Introduction

Endometriosis is an estrogen-dependent, benign, chronic inflammatory disease, characterised by endometrial-like tissue outside of the uterus. In Sweden, the diagnosis has been used for approximately 50 years.1,2 Symptoms are multiple and diverse: dysmenorrhea, dyspareunia, pain in the abdomen often in the pelvic area, irregular bleeding, cystitis-like problems, bowel problems, infertility, depressive symptoms, feelings of ill health, tiredness, lack of energy and chronic pain.3,4 Approximately 60% of the women suffering from endometriosis have symptoms. Symptoms vary depending on the organ that is affected. The correlation between the extent of the endometriosis and the amount of pain experienced by the patient is not strong.4

Endometriosis has many differential diagnoses, including gynaecological problems such as myoma, polyps, infections, misplaced intra uterine device (IUD), but also lactose intolerance, Irritable Bowel Syndrome (IBS), Inflammatory Bowel Disease (IBD), chronic obstipation, colitis, depression, psychosocial problems and abuse, and musculoskeletal problems (disc hernia, fibromyalgia), thus making it difficult to diagnose.4

Several explanatory models exist concerning the disease, and the pathogenesis is not conclusive. There is a high risk of contracting endometriosis if a first-degree relative suffers from it, indicating a hereditary factor. One theory is that there are different mechanisms/causes depending on where the endometriosis is located.4

Among all women in childbearing age, about 2–10% suffer from endometriosis to a lesser or more serious extent.4,5 In Sweden, that corresponds to approximately 200000 women Further, 25–70% of all women with menstrual and pelvic pain and 20–50% of all infertile women suffer from endometriosis. Some women with endometriosis never experience any symptoms (~20%).4

Due to diagnostic difficulties, women with endometriosis usually have symptoms for many years (6–12 years) before receiving a diagnosis.4,6,7 Some women with longstanding symptoms lack diagnosis.4,6,7 Among younger women (<20 years), endometriosis is often underdiagnosed and time until diagnosis is longer compared to older women.4,7 When the menstrual periods end at menopause, many women experience that the symptoms decrease and even disappear.8

Several studies have shown that women with endometriosis have reduced quality of life, and that this is strongly associated with the amount of pain. Depression is common among patients with endometriosis and even more so among those women with both endometriosis and chronic pain. The time from debut of symptoms to diagnosis and the intensity of pain both correlate with decreased inability to work.9

Except for microscopic analysis of a biopsy, there are no laboratory or other diagnostic methods that with certainty can identify endometriosis. The diagnosis is frequently made on the basis of symptom constellation, clinical findings, and hormonal treatment results, ie, as an ex juvantibus diagnosis. The diagnosis can be secured only after surgery and biopsy. Because the symptoms are so unspecific and the diagnostic process tends to be extended, it is often a forgotten diagnosis.4,10 We have not identified any fully validated, symptom-based, patient-reported questionnaires for endometriosis.11

There are several problems and challenges regarding the disease. In addition to the major problem of diagnostic difficulty, finding treatment is a challenge, and it is often difficult to ultimately retain good pain relief. Women with endometriosis cannot be cured, but only relieved from symptoms.4

In Sweden, primary care centres (PCCs) are the first line of health care and most patients see a general practitioner (GP) as their first encounter with health care. GPs’ knowledge about endometriosis is limited, and this can be one of the reasons why they do not recognise the symptoms that may be caused by endometriosis, leading to diagnostic delay.12–15 Current electronic applications concerning endometriosis are all targeting a patient already diagnosed with endometriosis, providing them with tools such as an endometriosis pain diary.16

Educational interventions to increase the level of knowledge among staff members regarding specific diagnoses or treatments have been studied, and the results differ. Some interventions show increase of knowledge, and some do not.17,18 Perhaps the key is not only to focus on the staff, but also on the patients seeking care for several clusters of rather unspecified symptoms.

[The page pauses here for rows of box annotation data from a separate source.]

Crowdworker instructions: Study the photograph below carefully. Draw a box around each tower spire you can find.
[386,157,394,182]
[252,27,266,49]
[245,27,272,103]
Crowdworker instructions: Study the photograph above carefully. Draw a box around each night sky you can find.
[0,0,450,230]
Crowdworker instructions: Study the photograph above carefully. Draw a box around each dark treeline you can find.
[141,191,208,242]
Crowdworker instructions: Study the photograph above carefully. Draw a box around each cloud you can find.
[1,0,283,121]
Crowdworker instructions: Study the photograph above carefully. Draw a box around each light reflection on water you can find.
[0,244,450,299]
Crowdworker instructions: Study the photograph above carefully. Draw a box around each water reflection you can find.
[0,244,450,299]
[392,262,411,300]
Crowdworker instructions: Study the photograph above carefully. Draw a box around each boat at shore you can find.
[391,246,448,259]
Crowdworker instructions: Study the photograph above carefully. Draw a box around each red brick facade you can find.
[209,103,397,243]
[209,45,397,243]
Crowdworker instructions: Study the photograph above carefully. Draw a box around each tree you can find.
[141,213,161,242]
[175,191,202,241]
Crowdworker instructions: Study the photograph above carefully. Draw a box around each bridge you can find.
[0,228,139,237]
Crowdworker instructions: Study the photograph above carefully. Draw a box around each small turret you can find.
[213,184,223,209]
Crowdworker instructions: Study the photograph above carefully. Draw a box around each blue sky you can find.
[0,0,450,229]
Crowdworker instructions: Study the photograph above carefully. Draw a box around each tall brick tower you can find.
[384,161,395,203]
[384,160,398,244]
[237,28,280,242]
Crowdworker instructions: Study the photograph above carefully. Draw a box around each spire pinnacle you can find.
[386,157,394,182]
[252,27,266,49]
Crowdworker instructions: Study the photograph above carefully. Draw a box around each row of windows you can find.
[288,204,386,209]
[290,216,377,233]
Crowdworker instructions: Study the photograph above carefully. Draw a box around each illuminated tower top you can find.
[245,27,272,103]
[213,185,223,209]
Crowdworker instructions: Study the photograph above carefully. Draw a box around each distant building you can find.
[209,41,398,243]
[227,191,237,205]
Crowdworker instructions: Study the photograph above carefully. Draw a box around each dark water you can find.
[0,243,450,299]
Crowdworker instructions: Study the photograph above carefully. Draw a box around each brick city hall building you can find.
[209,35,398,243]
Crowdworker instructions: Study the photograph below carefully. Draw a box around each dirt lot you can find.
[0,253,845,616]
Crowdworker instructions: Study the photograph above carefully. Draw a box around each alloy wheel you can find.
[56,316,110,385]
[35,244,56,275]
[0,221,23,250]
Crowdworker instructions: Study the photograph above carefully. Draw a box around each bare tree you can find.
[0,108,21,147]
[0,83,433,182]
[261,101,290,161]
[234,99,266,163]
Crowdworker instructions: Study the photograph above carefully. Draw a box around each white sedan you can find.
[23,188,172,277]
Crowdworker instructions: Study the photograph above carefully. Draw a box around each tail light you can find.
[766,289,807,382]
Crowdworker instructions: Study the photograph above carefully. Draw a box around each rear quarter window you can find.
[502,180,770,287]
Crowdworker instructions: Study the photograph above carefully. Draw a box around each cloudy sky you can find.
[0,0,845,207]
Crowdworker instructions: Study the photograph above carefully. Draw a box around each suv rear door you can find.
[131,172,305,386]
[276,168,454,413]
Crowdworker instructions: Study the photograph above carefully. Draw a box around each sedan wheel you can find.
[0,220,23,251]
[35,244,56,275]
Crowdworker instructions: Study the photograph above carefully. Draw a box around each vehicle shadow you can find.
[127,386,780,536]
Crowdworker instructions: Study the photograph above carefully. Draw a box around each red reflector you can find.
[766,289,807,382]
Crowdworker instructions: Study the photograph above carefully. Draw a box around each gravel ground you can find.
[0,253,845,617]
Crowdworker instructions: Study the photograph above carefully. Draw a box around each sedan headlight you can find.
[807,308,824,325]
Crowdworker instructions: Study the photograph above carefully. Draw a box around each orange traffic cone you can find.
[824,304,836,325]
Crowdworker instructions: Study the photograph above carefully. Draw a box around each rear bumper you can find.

We set out to study if it is possible to enhance the general level of knowledge about endometriosis among staff at PCCs, and thereby facilitate identification of women with increased risk of having endometriosis. Our hypothesis was that this would make it possible to reach a diagnosis earlier and thus reduce suffering. To facilitate continuity in the risk identification and pedagogic process, a patient questionnaire/application targeting risk of having endometriosis was included as part of the intervention. Our hypothesis was that this could further increase staff awareness of endometriosis.

Therefore, we aim to.

First: To evaluate if a brief educational intervention for primary health care staff regarding endometriosis gives sustainable knowledge of endometriosis symptoms.

Second: To evaluate if a brief questionnaire for women seeking care for common symptoms, aiming at increasing continuous awareness regarding endometriosis, is feasible in the Swedish primary care context.

Method Study Design

This was conducted as a pilot study

Recruitment and Selection of Study Subjects

A pilot study was performed in the primary care context at three PCCs, strategically sampled regarding location (representing urban, rural and a mix between), number of patients listed and number of staff. An invitation letter explaining the different parts of the pilot study was sent to the PCCs (n=3, one public, two privately run).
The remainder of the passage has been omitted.